Input format for pretrained torchvision models

Many torchvision models are also available in a fully trained mode.
As it is not obvious, I’d like to know what’s the input format that the models are trained on.
I’m assuming it’s color images so 3 channel tensors, but is it RGB or BGR (like in OpenCV \ cv2)?
Also what’s the range values? Is it uint8 ([0:255]) or a float type?
If it’s float, is it normalized to [0:1] or to [-1:1]?
Please specify these details so it would be easy to reproduce the results.


From the docs:

All pre-trained models expect input images normalized in the same way, i.e. mini-batches of 3-channel RGB images of shape (3 x H x W), where H and W are expected to be at least 224. The images have to be loaded in to a range of [0, 1] and then normalized using mean = [0.485, 0.456,0.406] and std = [0.229, 0.224, 0.225] .

Thank you for the detailed answer!

Hi @ptrblck, I was wondering, isn’t it preferred to normalize the data to the [-1:1] range instead of the [0:1] range?

Not sure, if [-1:1] is preferred over [0:1], but the implemented normalization standardizes the data, such that it has a zero mean and a unit variance (sometimes known as z-score).

@ptrblck What does one do if you have to export the model to onnx ? Can one just assume the batch size for a model? and specify the batch size later? or is it possible to not mention the batch size while transferring it to ONNX?

You could use the dynamic_axes argument to specify that the batch size is not fixes as used in this tutorial.

@ptrblck thanks a lot. That helped!


In the docs, mean and STD values are specified for classification, segmentation, and video classification.
They are not specified for object detection models:

Can we get their values as well?

You could manually pass the image_mean and image_std to the model creation based, if you’ve calculated them manually on your datase.
If you don’t pass them, these values will be used, which apparently are the ImageNet stats.
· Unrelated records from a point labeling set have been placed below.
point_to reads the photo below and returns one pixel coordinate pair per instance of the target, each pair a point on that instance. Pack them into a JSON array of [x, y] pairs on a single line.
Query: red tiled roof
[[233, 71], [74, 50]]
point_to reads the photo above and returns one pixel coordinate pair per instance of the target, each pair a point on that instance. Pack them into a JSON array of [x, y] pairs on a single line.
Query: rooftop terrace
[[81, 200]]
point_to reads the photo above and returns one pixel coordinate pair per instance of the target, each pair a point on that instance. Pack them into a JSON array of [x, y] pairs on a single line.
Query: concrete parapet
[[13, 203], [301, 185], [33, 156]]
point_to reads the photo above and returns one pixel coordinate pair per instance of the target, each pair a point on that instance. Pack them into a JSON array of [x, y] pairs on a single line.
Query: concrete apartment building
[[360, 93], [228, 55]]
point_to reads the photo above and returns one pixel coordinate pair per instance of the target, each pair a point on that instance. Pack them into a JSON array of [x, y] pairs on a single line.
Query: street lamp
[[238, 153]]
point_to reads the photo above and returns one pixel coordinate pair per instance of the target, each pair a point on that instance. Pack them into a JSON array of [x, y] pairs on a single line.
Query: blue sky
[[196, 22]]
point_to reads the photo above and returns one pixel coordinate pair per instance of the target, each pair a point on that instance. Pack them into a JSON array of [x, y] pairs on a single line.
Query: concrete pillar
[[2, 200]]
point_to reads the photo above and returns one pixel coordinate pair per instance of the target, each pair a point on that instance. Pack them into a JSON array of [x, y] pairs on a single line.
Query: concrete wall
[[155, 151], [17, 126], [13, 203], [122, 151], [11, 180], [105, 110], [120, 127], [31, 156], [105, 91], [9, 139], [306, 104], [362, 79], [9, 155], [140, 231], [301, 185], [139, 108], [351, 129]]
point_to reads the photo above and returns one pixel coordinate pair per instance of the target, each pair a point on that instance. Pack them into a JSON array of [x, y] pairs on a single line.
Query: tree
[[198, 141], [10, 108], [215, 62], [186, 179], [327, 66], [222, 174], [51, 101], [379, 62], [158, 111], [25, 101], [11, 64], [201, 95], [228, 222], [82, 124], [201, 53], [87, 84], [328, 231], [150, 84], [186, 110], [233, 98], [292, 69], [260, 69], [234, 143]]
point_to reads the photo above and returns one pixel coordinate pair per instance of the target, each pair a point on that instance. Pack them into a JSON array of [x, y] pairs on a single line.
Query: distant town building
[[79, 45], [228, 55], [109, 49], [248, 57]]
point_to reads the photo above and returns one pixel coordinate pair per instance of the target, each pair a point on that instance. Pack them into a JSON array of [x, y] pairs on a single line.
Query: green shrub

CC @pmeier for more information.


For detection models we do not use any normalization. I don’t know why not and can’t comment if this would be beneficial or not. You’ll have to ask @fmassa about that :wink:

Thank you. Indeed I tried inference on a pretrained model with no normalization and it worked. Some notes though:

  1. Consider explaining why the pretrained detection models are the only ones that don’t require image normalization (I understand that the training set was not normalized. But again, why?)
  2. Worth mentioning that no normalization is needed. The classification, segmentation and detection pretrained models are trained on ImageNet, so one may think all of them require ImageNet normalization, when in fact only the classification and segmentation models require normalization.
    Perhaps it’s best to put this info in a table, since the pretrained video models also have a normalization, but different.

Those are valid points. Do you want to open an issue for that or should I do it in your name?

I would appreciate if you could do it. I’m mattans on GitHub. Thanks!

For reference:

The the sake of completeness:
Based on Francisco’s answer, the normalization is used internally in these lines of code, which is using the GeneralizedRCNNTransform from my previous link.